La banque Africaine de developpement recommande vivement L’extension des infrastructures Portuaires

By | February 4, 2019

En vue d’une intégration optimum sur le continent, la Banque africaine de développement (BAD) recommande aux pays côtiers africains, y compris les pays lusophones, d’étendre leurs infrastructures portuaires.

Le dossier intitulé «l’intégration, un moyen de prospérité économique en Afrique », faisant partie de la recommandation de la BAD, est inhérent au rapport «Perspectives économiques en Afrique 2019», qui définit un ensemble de mesures visant à maximiser les avantages de l’intégration régionale et à atténuer les risques potentiels pour chaque type d’économie.

Les économies côtières, mentionnait le rapport, devraient « agrandir les installations portuaires, y compris l’entreposage et l’administration des douanes, et améliorer l’efficacité du trafic maritime, du chargement et du déchargement des conteneurs ».

Le rapport indique que le coût des installations portuaires africaines est estimé à 40% supérieur à la norme mondiale, ces ports conservant également des conteneurs sur une plus longue durée, enregistrant ainsi des retards dans la libération du trafic maritime, ont des processus de documentation étendus et peu de conteneurs par grue et par heure (sauf en Afrique du Sud).

Une autre recommandation de la Banque Africaine de Développement consisterait à « augmenter la vitesse et la fiabilité des réseaux ferroviaire et routier en réduisant les encombrements et les retards aux points de contrôle ainsi que les détournements de camions et de matériel roulant à réparer ».

Les pays côtiers doivent continuer à « encourager de meilleures conventions et instruments au-delà des négociations multilatérales stagnantes pour faciliter le commerce de transit » et à mettre davantage l’accent sur les biens publics régionaux, « ce qui est facile une compréhension en raison des avantages pour tous les pays, particulièrement les pays à faible revenu ».

Une autre recommandation consiste en la synchronisation des cadres de gouvernance financière dans la région et de renforcer les cadres prudentiels pour assurer la surveillance des flux financiers, ainsi que de supprimer toutes les restrictions juridiques non fondées encore présentes dans les flux et transactions financiers transfrontaliers, selon le rapport de la Banque Africaine de Développement.

Les recommandations de la Banque Africaine de Développement comprennent également la promotion des échanges d’énergie électrique afin d’exploiter l’énorme potentiel du commerce d’électricité transfrontalier et « et d’ouvrir le trafic aérien à la concurrence », « à l’instar du Mozambique, qui s’est récemment ouvert aux transporteurs étrangers ».

Lancé en janvier 2009, le marché du transport aérien unique de l’Union africaine, a déjà été signé par 22 pays, représentant 75% du transport aérien entre pays africains.

En définitive, la Banque Africaine de Développement a recommandé «d’ouvrir les frontières à la libre circulation des personnes – par exemple, en ratifiant et en mettant en œuvre le passeport de l’Union africaine, lancé en 2016 et qui devrait être pleinement en vigueur d’ici 2020».

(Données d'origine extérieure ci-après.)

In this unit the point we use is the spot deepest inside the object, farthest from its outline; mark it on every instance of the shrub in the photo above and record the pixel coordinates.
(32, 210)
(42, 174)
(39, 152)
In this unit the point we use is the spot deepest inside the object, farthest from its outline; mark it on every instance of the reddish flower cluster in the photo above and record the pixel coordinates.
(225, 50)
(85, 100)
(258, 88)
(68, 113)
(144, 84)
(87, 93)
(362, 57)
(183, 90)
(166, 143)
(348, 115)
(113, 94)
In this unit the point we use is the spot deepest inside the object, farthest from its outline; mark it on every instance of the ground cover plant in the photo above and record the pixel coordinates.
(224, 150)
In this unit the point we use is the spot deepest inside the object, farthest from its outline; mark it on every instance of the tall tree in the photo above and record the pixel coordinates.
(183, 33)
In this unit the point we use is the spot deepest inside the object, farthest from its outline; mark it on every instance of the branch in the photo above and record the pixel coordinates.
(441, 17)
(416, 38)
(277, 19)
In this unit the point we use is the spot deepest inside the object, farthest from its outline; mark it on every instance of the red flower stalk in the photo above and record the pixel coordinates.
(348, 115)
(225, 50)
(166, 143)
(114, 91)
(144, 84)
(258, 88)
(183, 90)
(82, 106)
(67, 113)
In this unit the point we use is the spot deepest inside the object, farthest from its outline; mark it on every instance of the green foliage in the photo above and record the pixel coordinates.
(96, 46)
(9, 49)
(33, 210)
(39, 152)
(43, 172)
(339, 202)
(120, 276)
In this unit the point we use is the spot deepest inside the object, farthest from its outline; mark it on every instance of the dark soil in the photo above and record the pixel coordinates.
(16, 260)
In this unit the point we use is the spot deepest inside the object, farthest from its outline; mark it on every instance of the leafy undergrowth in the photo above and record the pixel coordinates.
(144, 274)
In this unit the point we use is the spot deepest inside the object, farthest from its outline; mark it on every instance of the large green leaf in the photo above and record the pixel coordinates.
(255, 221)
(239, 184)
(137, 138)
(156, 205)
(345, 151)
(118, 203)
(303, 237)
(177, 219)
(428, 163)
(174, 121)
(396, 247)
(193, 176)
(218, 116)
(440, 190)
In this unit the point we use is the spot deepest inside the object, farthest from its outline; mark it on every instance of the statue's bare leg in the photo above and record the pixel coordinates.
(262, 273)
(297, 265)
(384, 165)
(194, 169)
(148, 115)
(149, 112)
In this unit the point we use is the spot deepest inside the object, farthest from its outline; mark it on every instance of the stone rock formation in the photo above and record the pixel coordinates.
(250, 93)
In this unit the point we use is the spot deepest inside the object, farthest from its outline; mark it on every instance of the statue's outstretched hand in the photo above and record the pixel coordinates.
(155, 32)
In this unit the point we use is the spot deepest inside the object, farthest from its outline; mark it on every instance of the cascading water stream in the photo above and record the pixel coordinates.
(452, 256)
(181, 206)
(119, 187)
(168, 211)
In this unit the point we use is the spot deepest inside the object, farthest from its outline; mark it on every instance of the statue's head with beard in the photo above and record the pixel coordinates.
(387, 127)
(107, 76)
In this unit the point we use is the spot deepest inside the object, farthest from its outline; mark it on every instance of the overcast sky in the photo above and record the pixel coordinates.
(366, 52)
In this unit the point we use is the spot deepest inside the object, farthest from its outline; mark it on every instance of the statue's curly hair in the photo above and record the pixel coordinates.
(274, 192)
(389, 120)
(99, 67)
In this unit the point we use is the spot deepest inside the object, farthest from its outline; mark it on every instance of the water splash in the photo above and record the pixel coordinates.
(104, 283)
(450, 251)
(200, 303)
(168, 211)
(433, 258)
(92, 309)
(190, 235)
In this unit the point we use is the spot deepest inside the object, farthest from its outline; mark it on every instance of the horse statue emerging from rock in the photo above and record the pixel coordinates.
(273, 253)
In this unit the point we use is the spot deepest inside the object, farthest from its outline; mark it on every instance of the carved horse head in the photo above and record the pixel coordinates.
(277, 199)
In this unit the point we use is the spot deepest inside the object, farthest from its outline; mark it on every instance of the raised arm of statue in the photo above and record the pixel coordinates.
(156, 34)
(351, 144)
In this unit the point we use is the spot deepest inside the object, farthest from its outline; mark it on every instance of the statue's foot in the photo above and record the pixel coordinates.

Les leaders de la croissance sont des pays non dotés de ressources – basés sur une production agricole plus élevée, une demande de consommation en hausse et des investissements publics – enregistrant une croissance plus rapide (Sénégal, 7,0%, Rwanda, 7,2%; Côte d’Ivoire, 7,4%) tandis que les principaux pays exportateurs de produits de base ont enregistré une croissance légère ou négative (Angola, -0,7%).

La Banque Africaine de Développement a également indiqué que la Guinée-Bissau était le plus grand pays africain lusophone de l’année dernière (5,3%), suivie de São Tomé et Príncipe (4,1%), du Cap-Vert (3,9%), et le Mozambique (3,5%).